Department of Physical Medicine and Rehabilitation, Rehabilitation Medicine Research Center, Rochester, Minnesota, 55905.
Department of Physiology and Biomedical Engineering, Rochester, Minnesota, 55905.
Glia. 2017 Dec;65(12):2070-2086. doi: 10.1002/glia.23215. Epub 2017 Sep 18.
Oligodendrocytes are essential regulators of axonal energy homeostasis and electrical conduction and emerging target cells for restoration of neurological function. Here we investigate the role of protease activated receptor 2 (PAR2), a unique protease activated G protein-coupled receptor, in myelin development and repair using the spinal cord as a model. Results demonstrate that genetic deletion of PAR2 accelerates myelin production, including higher proteolipid protein (PLP) levels in the spinal cord at birth and higher levels of myelin basic protein and thickened myelin sheaths in adulthood. Enhancements in spinal cord myelin with PAR2 loss-of-function were accompanied by increased numbers of Olig2- and CC1-positive oligodendrocytes, as well as in levels of cyclic adenosine monophosphate (cAMP), and extracellular signal related kinase 1/2 (ERK1/2) signaling. Parallel promyelinating effects were observed after blocking PAR2 expression in purified oligodendrocyte cultures, whereas inhibiting adenylate cyclase reversed these effects. Conversely, PAR2 activation reduced PLP expression and this effect was prevented by brain derived neurotrophic factor (BDNF), a promyelinating growth factor that signals through cAMP. PAR2 knockout mice also showed improved myelin resiliency after traumatic spinal cord injury and an accelerated pattern of myelin regeneration after focal demyelination. These findings suggest that PAR2 is an important controller of myelin production and regeneration, both in the developing and adult spinal cord.

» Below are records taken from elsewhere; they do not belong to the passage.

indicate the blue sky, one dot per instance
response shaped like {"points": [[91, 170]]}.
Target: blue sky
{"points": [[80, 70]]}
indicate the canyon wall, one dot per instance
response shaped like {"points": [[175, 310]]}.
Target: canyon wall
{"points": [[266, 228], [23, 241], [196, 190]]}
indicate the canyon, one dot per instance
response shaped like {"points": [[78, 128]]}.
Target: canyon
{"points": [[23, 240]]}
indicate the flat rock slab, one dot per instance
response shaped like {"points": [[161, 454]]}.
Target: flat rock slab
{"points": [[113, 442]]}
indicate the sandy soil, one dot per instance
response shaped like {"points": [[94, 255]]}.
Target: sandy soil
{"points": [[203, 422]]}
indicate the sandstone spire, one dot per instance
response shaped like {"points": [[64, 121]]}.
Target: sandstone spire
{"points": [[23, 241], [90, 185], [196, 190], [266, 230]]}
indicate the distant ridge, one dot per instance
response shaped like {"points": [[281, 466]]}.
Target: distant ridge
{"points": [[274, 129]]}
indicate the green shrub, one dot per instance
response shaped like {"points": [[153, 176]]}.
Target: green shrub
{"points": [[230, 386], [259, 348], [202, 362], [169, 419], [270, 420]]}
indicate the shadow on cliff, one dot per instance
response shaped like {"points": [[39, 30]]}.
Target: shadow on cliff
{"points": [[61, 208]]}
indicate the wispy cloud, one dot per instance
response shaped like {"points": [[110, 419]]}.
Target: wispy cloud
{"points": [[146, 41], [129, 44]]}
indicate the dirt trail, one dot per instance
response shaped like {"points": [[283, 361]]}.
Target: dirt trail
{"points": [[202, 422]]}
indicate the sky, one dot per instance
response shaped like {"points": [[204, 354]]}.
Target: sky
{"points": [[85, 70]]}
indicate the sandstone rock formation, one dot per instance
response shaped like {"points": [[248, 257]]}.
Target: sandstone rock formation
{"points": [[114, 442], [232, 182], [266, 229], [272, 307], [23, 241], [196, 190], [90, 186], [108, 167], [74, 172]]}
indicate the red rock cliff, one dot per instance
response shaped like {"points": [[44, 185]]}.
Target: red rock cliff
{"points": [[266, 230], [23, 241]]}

少突胶质细胞是轴突能量平衡和电传导的重要调节因子,也是神经功能恢复的新兴靶细胞。本文以脊髓为模型,研究了蛋白酶激活受体 2(PAR2)在髓鞘发育和修复中的作用。结果表明,PAR2 的基因缺失加速了髓鞘的产生,包括出生时脊髓中更高的髓鞘碱性蛋白(MBP)水平和更高的少突胶质细胞特异性髓鞘糖蛋白(PLP)水平,以及成年后更厚的髓鞘鞘。PAR2 功能丧失导致的脊髓髓鞘增强伴随着 Olig2 和 CC1 阳性少突胶质细胞数量的增加,以及环腺苷酸(cAMP)和细胞外信号相关激酶 1/2(ERK1/2)信号的增加。在纯化的少突胶质细胞培养物中阻断 PAR2 表达后观察到类似的促髓鞘形成作用,而抑制腺苷酸环化酶则逆转了这些作用。相反,PAR2 激活降低了 PLP 的表达,而这一作用被脑源性神经营养因子(BDNF)所阻止,BDNF 是一种通过 cAMP 发挥作用的促髓鞘生长因子。PAR2 基因敲除小鼠在创伤性脊髓损伤后也表现出更好的髓鞘弹性,在局灶性脱髓鞘后表现出更快的髓鞘再生模式。这些发现表明,PAR2 是发育中和成年脊髓中髓鞘产生和再生的重要调节因子。